Manhattan in December conjures up images of Fifth Avenue windows transformed into winter wonderlands, spectacular holiday lights across the city and, for Rachel Syme, vodka martinis.
In 1957, a journalist named Meyer Berger, who had a regular column in the New York Times called “About New York,” strolled around the city on Christmas Eve and recorded what he saw. He wrote that the lights around Columbia University “gleamed like spangles and sequins against nocturnal velvet” and that “the great Fifth Avenue shops had their windows outlined with Christmas lights, like giant jeweled buckles.” He called New York at the holidays “the City Magnificent” and singled out a lone tree in Madison Square Park as “a happy beacon,” greeting him on his snowy path. This was the image I had of December in Manhattan; I had purchased a copy of Meyer Berger’s New York, which was reissued in 2004, during my junior year of college on the West Coast, and dog-eared it as a kind of bible for what I might expect when I leapt across the country to my new metropolitan life. I knew that, of course, the city would have changed somewhat from the middle of the century, but I also guessed that the holiday season would carry with it that same incandescent magic, a feeling of great communion and felicity in the snow.

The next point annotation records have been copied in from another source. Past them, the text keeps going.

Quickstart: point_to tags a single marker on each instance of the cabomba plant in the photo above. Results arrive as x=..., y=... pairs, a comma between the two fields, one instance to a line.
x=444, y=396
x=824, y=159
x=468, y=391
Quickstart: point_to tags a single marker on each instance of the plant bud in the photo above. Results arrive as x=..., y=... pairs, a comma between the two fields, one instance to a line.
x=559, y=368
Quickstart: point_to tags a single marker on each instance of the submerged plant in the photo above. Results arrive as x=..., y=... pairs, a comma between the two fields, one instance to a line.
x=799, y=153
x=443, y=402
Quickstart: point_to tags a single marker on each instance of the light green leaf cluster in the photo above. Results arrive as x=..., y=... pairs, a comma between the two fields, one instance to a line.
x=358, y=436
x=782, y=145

What I didn’t expect is that during my first year in the city, I would feel as lonely as that little tree in Madison Square. I was living by myself in a West Village studio the size of a kiddie pool, where the bed was lofted over the sink—an engineering flaw that caused one cockroach to feel emboldened enough to crawl out of the drain and into my sheets to die. That’s when I knew I had to move. I was an intern in the cultural department of a weekly magazine, and my tasks included hunting down odd facts about the city, like the coldest stores to duck into on a scorching day (surprise: cigar humidors and fur shops are always just above freezing) and which flower shops got the best selection of roses each morning. It was a job that sent me ambling all over the city like Meyer Berger, but I had not yet learned in that first year how to fuse with New York as if it were a part of me; instead I found myself aching for the skies of the Southwest, feeling lonesome and unmoored in my infested little box on West 12th Street.

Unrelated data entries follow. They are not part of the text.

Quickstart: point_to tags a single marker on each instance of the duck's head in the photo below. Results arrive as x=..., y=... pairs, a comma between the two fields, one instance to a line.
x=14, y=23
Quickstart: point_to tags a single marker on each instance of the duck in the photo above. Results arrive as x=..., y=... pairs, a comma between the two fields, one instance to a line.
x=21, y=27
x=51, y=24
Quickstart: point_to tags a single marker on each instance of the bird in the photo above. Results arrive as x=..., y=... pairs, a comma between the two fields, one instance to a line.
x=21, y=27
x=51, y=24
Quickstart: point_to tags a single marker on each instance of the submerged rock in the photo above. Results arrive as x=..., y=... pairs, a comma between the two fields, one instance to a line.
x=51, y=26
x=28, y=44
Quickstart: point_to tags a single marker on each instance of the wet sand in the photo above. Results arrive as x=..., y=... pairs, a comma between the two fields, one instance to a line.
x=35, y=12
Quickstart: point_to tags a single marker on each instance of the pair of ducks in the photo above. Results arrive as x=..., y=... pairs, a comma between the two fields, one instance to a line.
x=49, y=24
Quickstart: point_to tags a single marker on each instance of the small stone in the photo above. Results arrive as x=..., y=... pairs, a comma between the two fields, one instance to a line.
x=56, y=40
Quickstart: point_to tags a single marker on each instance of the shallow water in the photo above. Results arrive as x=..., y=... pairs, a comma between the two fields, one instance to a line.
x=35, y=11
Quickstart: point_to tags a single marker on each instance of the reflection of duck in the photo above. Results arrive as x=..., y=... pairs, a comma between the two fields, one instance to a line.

In New Mexico, where I am from, you can smell the holidays before you feel them. The smoke from burning cedar and piñon trees fills the air, along with a cloud of cinnamon and chili and anise that seems to billow out of the chimneys. In New York, the holidays don’t really have a distinct aroma. Sure, there are chestnut carts and muddy snow, but the most sensual aspects of the holidays in the city happen indoors, where the mulled wine flows. I didn’t know this when I was new, and so I tried, like Meyer Berger, to take in the holidays as a purely visual feast, wandering through the streets alone for hours on end in a puffy coat, trying to get the trees to whisper comforting messages to me. I gazed into shop windows like a Dickensian wastrel; I marked time by how many corner wreath vendors I passed and stopped counting after a hundred. What they don’t tell you about New York at the holidays is if you try to take it in purely with your feet, you will find yourself feeling desolate under the twinkling banners that hang over the avenues.
That first Christmas, I almost gave up on New York. But I knew deep down that I loved it, that it was meant for me, that it was singing a carol at a frequency that I could hear. And then, I remembered: martinis. Right before the holiday break, I had to fact-check an article about the best martini in the city (the kind of boozy roundup that appears every year), and I had committed the names of the purveyors to memory: the King Cole Bar, the Odeon, the Campbell Apartment, 21, Bemelmans. I had a week to spare before returning home and barely any money saved, but I decided that my holiday gift to myself would be to visit every martini bar I could afford and order a serving of salty, dirty vodka (I ran out of funds after five cocktails). I sat at oak bars in grand Midtown dining rooms and dark corners in Downtown neon bistros, a now-extinct velvet settee in Grand Central and a high chair on the Upper East Side underneath a fanciful mural of circuses and balloons. I went by myself, but for the first time, I did not feel alone. Inside, where it was warm and the scent of oysters and french fries was thick and decadent, I realized where New York had been hiding all of its holiday good will. The windows were foggy with the body heat rising from people like me, who had come inside not just for warmth but for respite from their solitude. For me, the holiday martini became my happy beacon, a frosty anchor with three olives.
Now, more than a decade later, the entire city feels like my own, especially in winter. The streets make sense to me; drifting through them has become my second language. But I still honor that young woman who felt, that first December, like I was the only person on the island who couldn’t feel at home. I still set aside a cold night to go out, by myself, in search of a martini. For me, that’s when the holidays truly begin.